MediaVidea reported recently…
News Item #1: A detailed research from HP reveals that 43% of Facebook messages are spam. Marcus from Plentyoffish dating site puts it correctly that you would similar figures on any other social networking sites.
NewsItem #2: A recent Comscore study reports that 3 out of 10 U.S. Internet users delete cookies, which means that sites may be overestimating audiences by a factor as high as 2.5.
Both pieces of information have implications for advertisers who use cookie-based visitor counting and rates of social networking site usage.
I wonder how accurate this is? If this ascertain is on target, how widely known is it? It seems remarkable to me. It might help explain in part the incredibly positive response to Front Porch Forum we’ve found in our initial service area (greater Burlington, Vermont). Subscribe to your neighborhood’s forum and you get no spam… just your neighborhood forum in your inbox every few days. And, our audience is very clear… we have contact information on each one… simple to get an accurate count. This may also contribute to the initial high level of interest among small local business in sponsoring a variety of our neighborhood forums.
MediaVidea offers this today:
Rolling Stone will one of the first mainstream magazines entering into the social networking field... Comscore analysis shows that:
– More than half of Myspace visitors are now 35 and older.
– 71% of the Friendster’s 1 million user base is 35 and above.
– 50% of Facebook users are 25-plus, despite that it has now almost become mandatory for new college and high school students to register there.Aiming an aging demographic is a smart idea.

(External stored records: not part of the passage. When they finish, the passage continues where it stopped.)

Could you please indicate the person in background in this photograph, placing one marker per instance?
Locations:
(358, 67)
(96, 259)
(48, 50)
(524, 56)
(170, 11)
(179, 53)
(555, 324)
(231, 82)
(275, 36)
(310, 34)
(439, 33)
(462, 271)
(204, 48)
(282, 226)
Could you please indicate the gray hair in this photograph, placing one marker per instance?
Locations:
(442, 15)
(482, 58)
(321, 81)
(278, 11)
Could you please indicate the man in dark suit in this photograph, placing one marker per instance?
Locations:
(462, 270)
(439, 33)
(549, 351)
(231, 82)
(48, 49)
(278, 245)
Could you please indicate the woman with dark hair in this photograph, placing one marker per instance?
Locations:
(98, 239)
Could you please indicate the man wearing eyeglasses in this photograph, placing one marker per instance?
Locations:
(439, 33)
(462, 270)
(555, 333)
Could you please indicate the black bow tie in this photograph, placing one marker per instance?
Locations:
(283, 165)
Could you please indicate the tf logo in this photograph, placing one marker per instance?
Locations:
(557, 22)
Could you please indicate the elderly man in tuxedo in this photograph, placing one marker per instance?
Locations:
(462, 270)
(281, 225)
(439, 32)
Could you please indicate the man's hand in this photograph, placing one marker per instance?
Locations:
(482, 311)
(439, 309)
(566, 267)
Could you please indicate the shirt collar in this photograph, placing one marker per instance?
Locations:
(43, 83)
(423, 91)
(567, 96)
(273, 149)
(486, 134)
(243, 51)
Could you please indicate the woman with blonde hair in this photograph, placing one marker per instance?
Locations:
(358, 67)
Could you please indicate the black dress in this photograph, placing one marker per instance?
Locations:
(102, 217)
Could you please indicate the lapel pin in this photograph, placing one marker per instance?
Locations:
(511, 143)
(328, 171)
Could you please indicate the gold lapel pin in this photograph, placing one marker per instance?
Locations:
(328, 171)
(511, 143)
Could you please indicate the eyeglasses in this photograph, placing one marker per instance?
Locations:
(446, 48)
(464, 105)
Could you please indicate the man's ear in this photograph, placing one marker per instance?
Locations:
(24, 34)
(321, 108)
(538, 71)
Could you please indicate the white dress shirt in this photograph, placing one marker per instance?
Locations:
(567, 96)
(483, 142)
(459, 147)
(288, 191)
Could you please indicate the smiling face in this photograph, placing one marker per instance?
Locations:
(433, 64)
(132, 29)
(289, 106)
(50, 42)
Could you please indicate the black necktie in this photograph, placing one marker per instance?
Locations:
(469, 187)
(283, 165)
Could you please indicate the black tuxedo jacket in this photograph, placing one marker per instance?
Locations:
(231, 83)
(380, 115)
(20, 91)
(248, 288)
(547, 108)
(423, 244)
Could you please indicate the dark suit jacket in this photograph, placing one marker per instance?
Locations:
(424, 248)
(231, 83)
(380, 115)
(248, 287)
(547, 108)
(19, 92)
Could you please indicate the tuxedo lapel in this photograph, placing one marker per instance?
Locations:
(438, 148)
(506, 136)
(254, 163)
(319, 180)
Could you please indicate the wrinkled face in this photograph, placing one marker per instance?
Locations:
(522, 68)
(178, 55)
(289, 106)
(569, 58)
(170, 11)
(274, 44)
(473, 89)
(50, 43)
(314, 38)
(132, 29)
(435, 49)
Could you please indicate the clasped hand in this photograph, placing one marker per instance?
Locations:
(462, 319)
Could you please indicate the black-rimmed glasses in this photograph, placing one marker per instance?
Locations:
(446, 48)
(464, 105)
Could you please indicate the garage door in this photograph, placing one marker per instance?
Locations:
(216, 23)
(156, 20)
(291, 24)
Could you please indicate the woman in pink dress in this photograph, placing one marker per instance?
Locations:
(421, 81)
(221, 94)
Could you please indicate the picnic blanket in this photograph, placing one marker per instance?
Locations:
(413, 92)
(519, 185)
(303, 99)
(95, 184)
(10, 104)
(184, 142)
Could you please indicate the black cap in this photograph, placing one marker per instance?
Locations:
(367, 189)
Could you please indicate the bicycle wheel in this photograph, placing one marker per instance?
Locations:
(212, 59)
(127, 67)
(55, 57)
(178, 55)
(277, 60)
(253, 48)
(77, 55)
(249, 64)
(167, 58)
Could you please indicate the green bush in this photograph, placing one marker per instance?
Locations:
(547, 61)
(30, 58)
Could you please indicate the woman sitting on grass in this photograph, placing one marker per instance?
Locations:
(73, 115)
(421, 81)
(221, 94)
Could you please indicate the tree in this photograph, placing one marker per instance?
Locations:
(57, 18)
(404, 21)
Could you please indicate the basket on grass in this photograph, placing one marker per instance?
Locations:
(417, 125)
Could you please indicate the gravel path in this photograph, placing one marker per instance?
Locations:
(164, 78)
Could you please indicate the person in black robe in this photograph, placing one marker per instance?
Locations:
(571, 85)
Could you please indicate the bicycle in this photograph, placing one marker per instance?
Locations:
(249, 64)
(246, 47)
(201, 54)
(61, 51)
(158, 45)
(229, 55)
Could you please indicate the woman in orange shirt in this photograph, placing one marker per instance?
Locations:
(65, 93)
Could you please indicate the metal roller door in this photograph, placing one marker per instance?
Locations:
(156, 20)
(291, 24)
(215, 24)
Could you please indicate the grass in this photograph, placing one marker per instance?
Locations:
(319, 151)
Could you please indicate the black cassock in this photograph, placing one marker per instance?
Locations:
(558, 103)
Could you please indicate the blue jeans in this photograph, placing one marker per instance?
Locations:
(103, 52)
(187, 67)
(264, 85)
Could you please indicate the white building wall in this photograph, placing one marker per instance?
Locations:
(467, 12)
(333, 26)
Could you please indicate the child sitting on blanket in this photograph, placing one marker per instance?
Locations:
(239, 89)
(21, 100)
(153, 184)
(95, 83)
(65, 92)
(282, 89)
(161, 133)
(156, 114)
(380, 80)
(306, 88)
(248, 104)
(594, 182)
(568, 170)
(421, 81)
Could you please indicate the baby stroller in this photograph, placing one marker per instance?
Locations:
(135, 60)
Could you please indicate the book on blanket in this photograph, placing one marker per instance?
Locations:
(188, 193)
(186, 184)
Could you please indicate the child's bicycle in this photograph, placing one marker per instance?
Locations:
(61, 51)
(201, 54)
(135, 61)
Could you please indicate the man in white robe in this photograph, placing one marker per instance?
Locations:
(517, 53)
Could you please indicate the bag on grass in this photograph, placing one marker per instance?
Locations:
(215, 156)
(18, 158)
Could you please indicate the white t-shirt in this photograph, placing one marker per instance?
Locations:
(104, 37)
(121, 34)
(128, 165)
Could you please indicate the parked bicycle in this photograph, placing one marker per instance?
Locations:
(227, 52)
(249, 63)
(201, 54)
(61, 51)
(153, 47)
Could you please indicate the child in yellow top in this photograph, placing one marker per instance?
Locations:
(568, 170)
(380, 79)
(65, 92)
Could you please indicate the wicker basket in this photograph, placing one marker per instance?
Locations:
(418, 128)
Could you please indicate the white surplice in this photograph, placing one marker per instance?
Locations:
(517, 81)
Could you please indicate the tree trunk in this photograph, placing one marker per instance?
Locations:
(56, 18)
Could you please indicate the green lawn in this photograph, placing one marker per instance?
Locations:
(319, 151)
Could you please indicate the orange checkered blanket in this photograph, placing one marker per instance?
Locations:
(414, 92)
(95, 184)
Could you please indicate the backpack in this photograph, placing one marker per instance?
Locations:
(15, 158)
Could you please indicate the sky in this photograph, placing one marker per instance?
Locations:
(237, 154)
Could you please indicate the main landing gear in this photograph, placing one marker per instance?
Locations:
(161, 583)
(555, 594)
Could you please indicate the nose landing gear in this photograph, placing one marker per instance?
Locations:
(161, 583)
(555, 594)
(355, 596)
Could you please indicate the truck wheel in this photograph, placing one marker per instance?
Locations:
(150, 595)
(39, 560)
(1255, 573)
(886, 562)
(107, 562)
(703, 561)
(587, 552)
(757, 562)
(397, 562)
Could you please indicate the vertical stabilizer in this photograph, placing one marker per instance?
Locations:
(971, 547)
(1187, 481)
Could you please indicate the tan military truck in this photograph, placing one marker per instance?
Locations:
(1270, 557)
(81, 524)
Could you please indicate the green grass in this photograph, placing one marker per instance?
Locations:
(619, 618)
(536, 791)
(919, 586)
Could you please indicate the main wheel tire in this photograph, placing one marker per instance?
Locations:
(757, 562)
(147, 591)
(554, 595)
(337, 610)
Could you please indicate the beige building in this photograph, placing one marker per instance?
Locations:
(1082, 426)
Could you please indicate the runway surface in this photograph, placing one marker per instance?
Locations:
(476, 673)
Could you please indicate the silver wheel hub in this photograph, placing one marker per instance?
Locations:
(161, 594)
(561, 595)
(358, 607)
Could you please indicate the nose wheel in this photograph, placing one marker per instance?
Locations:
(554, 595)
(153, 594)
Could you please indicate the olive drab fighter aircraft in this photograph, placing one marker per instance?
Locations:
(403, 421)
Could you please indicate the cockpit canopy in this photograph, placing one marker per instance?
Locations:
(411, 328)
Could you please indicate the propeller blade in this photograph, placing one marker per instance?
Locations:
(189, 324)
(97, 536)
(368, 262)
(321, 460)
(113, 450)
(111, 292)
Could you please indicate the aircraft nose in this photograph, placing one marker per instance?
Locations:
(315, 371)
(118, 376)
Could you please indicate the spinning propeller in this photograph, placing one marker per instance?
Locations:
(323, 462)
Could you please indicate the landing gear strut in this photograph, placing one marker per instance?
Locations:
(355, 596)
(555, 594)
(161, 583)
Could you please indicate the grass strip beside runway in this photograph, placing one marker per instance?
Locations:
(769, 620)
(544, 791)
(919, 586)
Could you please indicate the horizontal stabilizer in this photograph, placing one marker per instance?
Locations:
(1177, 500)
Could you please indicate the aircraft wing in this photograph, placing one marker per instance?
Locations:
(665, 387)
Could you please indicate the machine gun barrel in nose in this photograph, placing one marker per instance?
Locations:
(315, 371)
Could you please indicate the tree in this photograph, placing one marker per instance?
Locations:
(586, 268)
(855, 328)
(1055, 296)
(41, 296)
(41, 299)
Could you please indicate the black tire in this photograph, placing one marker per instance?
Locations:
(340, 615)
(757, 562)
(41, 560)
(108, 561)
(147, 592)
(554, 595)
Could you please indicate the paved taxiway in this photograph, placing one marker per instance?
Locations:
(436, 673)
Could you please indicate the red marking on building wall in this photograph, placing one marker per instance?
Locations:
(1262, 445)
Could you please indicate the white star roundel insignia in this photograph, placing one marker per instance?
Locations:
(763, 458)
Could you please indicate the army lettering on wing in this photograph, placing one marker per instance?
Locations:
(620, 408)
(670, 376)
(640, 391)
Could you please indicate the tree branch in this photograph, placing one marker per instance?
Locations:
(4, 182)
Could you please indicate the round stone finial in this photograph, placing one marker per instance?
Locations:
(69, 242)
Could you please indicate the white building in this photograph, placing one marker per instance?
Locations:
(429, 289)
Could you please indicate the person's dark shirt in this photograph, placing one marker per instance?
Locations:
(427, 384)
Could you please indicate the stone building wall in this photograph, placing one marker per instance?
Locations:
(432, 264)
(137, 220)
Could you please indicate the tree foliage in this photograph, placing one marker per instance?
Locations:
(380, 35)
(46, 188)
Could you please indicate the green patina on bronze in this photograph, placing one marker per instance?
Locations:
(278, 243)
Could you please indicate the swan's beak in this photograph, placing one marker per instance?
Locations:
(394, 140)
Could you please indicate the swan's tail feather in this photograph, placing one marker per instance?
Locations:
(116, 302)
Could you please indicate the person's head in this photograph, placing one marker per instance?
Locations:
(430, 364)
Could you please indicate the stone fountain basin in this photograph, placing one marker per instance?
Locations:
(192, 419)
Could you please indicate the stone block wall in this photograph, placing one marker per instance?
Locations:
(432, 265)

They have the buyer and stating power, vis- -vis the fickle younger crowd.
Adult-oriented social networking sites are already up and running, Multiply for example.
Next up: A social network fro Esquire and New Yorker magazines, perhaps?
Front Porch Forum members appear to range from teens to 80s. Since entire households tend to subscribe, I’m hard pressed to guess an average age.
Debbie Block-Schwenk points out a couple new resources today for citizen journalism sites:
Citizen Media: Fad or the Future of News? The rise and prospects of hyperlocal journalism was released by J-Lab. The report by Jan Schaffer consolidates and analyzes responses from 191 people involved with or familiar with online citizen media, including 31 operators of citizen media sites.
Also enabled by J-Lab and the Knight Foundation via their New Voices program is a new “cook book” sharing the experiences of the first year of community site Hartsville Today. The site was started by Douglas J. Fisher, a journalism instructor at the University of South Carolina and Graham Osteen, Publisher of The Hartsville Messenger. The report, entitled Hartsville Today: The first year of a small-town citizen journalism site, documents in detail the steps they took, from deciding on a web site domain name to training staff.